SuedLink: Könnten Klagen den Trassenbau jahrelang verzögern?

In sechs Jahren soll die umstrittene Stromtrasse SuedLink fertig sein und ans Netz gehen. Gegner des Milliardenprojektes wollen das verhindern – auch mit Klagen.
Im Jahr 2026 soll die umstrittene Stromtrasse SuedLink ans Netz gehen – Gegner wollen das mit Klagen verhindern. Foto: Patrick Pleul, dpa

Im Jahr 2026 soll die umstrittene Stromtrasse SuedLink in Betrieb gehen. Kritiker bezweifeln jedoch, dass das gelingt. SuedLink werde nach seiner Einschätzung von Thüringen bis Baden-Württemberg beklagt, sagt der Würzburger Rechtsanwalt Wolfgang Baumann. Insgesamt könnten die verschiedenen Verfahren mehr als zehn Jahre dauern. Was heißt das für die Zukunft der Stromautobahn?

Ursprünglich sollte SuedLink bereits in fünf Jahren ans Netz gehen und Strom über 700 Kilometer von der Nordsee in den Süden Deutschlands transportieren. Für den Verlauf der Trasse hatten die Netzbetreiber Tennet und TransnetBW im Februar 2019 ihren "Vorschlagskorridor" bei der Bundesnetzagentur vorgestellt. Von Schleswig-Holstein führt die Strecke demnach westlich an Hannover vorbei über Nordhessen und Südthüringen nach Bayern und Baden-Württemberg.

Gegen diesen Verlauf hatte Thüringen Klage beim Bundesverwaltungsgericht eingereicht. Diese wurde zwar abgewiesen, aber das hat Zeit gekostet. Nun ist die Inbetriebnahme der Trasse für 2026 geplant, bei vier Jahren Bauzeit. Das sei zwar "sehr ambitioniert, aber machbar", sagt Christopher Göpfert, Bürgerreferent bei TransnetBW. Allerdings verzögert sich auch die Entscheidung der Bundesnetzagentur über den endgültigen Korridorverlauf, statt wie geplant zum Jahreswechsel, fällt sie in manchen Abschnitten erst Mitte 2020. Ob danach weitere Klagen von Eigentümern drohen, bleibe abzuwarten, so Göpfert.

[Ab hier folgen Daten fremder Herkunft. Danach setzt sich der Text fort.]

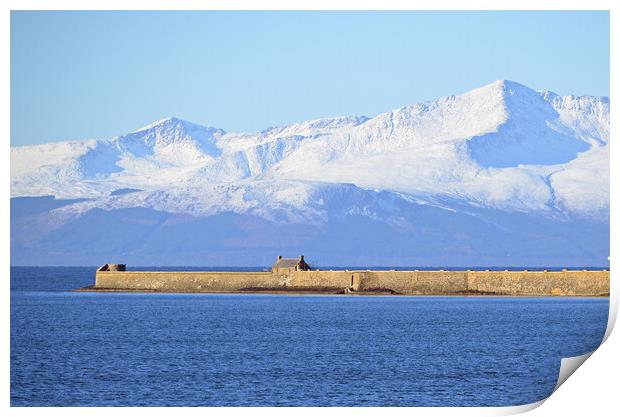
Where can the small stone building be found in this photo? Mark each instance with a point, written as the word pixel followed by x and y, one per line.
pixel 286 265
pixel 112 267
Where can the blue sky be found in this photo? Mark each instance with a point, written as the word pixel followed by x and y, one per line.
pixel 78 75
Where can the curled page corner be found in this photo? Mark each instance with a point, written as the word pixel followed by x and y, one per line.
pixel 568 366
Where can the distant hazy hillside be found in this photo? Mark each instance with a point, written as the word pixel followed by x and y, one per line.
pixel 502 175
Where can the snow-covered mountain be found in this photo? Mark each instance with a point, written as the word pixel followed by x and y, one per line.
pixel 501 175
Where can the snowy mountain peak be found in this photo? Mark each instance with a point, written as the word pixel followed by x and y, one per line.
pixel 502 145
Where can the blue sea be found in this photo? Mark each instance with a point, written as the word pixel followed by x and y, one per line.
pixel 129 349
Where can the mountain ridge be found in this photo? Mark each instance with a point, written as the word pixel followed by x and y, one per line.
pixel 501 148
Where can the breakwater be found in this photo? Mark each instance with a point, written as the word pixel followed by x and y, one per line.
pixel 418 282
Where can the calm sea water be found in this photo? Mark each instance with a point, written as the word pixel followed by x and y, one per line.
pixel 96 349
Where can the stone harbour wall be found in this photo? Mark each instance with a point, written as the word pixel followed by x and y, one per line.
pixel 517 283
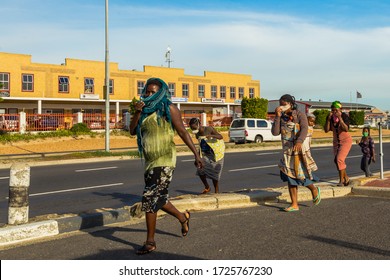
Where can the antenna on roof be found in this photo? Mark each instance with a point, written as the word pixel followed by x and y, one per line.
pixel 168 57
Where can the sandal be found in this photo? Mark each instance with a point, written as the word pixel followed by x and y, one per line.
pixel 149 246
pixel 317 199
pixel 290 209
pixel 185 226
pixel 205 190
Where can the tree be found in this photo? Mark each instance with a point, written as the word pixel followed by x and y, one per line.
pixel 321 116
pixel 254 108
pixel 356 117
pixel 132 105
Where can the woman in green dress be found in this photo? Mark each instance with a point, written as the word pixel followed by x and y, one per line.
pixel 154 123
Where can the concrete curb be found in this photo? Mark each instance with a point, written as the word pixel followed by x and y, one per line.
pixel 11 235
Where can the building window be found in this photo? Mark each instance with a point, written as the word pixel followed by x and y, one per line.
pixel 185 90
pixel 111 86
pixel 88 85
pixel 222 91
pixel 171 87
pixel 27 82
pixel 251 92
pixel 4 82
pixel 240 92
pixel 213 91
pixel 200 90
pixel 140 87
pixel 63 84
pixel 232 92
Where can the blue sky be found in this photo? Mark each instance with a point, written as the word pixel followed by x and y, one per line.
pixel 314 50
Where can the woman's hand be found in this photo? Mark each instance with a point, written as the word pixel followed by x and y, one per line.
pixel 298 147
pixel 139 105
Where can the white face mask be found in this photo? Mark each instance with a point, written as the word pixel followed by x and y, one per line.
pixel 285 107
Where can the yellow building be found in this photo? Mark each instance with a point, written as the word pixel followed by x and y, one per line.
pixel 77 85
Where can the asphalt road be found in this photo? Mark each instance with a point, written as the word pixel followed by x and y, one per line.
pixel 74 188
pixel 347 228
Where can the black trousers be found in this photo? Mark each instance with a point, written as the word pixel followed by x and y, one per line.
pixel 365 165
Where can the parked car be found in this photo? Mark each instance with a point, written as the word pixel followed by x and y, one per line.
pixel 244 130
pixel 8 122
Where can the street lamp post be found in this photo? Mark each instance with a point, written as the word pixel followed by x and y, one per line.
pixel 107 85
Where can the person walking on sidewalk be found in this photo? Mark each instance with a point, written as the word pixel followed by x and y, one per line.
pixel 366 143
pixel 212 149
pixel 338 122
pixel 297 166
pixel 154 123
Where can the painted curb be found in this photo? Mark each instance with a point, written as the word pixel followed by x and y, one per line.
pixel 11 235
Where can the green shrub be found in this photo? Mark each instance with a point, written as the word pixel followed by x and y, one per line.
pixel 80 128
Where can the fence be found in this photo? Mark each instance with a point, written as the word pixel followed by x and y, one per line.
pixel 50 122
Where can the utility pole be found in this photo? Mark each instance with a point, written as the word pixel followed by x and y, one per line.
pixel 107 85
pixel 168 57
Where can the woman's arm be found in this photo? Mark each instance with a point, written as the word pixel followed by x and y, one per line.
pixel 181 130
pixel 214 134
pixel 327 123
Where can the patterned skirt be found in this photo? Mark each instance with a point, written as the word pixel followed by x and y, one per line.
pixel 155 194
pixel 211 169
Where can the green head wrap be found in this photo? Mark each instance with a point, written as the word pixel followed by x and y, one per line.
pixel 336 104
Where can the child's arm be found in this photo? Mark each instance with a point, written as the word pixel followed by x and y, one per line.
pixel 372 149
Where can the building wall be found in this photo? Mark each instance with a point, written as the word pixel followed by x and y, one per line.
pixel 125 81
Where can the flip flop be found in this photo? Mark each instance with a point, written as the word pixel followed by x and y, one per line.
pixel 317 199
pixel 290 209
pixel 206 190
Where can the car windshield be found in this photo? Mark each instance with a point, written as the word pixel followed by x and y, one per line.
pixel 238 123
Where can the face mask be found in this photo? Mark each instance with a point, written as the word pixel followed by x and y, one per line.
pixel 285 107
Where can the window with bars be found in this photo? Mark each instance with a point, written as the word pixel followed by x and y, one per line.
pixel 201 91
pixel 88 85
pixel 172 87
pixel 240 92
pixel 213 91
pixel 111 86
pixel 27 82
pixel 4 81
pixel 140 87
pixel 251 92
pixel 185 90
pixel 232 92
pixel 63 84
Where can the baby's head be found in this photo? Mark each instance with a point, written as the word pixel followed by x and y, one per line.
pixel 311 119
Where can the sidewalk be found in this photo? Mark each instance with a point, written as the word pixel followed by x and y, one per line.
pixel 51 225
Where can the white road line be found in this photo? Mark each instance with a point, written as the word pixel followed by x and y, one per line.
pixel 272 153
pixel 250 168
pixel 96 169
pixel 78 189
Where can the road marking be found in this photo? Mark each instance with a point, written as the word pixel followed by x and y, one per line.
pixel 272 153
pixel 77 189
pixel 353 156
pixel 96 169
pixel 250 168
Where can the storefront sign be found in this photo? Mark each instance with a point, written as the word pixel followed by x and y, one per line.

Würzburger Anwalt hält geplante Stromtrassen für "nicht verfassungskonform"

Wolfgang Baumann hält das für wahrscheinlich. Seine Würzburger Kanzlei hat bereits Thüringen im Klageverfahren vertreten. Für den Juristen war es nicht der erste Kampf gegen Großprojekte: Er vertrat unter anderem in den 1980er Jahren die Gegner der geplanten atomaren Wiederaufbereitungsanlage im oberpfälzischen Wackersdorf. Damals hatte Baumann Erfolg, der Bau wurde eingestellt.

Der Würzburger Jurist Wolfgang Baumann vertritt bundesweit Stromtrassen-Gegner. Foto: Anand Anders

Heute vertritt er den Initiativkreis Netzentwicklungsplan 2030, einen bundesweiten Zusammenschluss von Trassengegnern. Die geplanten Stromautobahnen "seien nicht verfassungskonform", so der Anwalt. Sie würden nicht der Versorgung in Deutschland dienen, sondern dem gewinnbringenden Stromtransfer in europäische Nachbarländer. Mit ihrem Bau werde die Energiewende "behindert, wenn nicht sogar verhindert".

Trassengegener wollen SuedLink-Bau mit Klagen verzögern

Deshalb will Baumann weiter klagen. Im Protest gegen die SuedLink-Schwestertrasse SuedOstLink vertritt seine Kanzlei nach eigenen Angaben beispielsweise in Oberfranken den Landkreis Wunsiedel oder die Stadt Marktredwitz. "Andere Kommunen sind in der Entscheidungsphase, ob sie klagen werden", so Baumann. Beim SuedOstLink steht der Verlaufskorridor mittlerweile fest. Ziel sei es nun, die weitere Umsetzung zu verhindern. Und ähnlich soll es auch beim SuedLink laufen.

Was aber passiert, wenn die Stromautobahnen gestoppt werden – oder sich ihr Bau jahrelang verzögert? Er nehme an, dass die Trassen "nach zehn Jahren keinerlei Bedeutung haben werden", sagt Baumann. In Süddeutschland würden bis dahin erneuerbare Energien ausgebaut, "so dass die Energieversorgung dezentral sichergestellt werden" könne. Bei TransnetBW sieht man das anders. Die Bundesnetzagentur habe erst im Dezember bestätigt, dass der SuedLink energiewirtschaftlich notwendig sei, so Göpfert.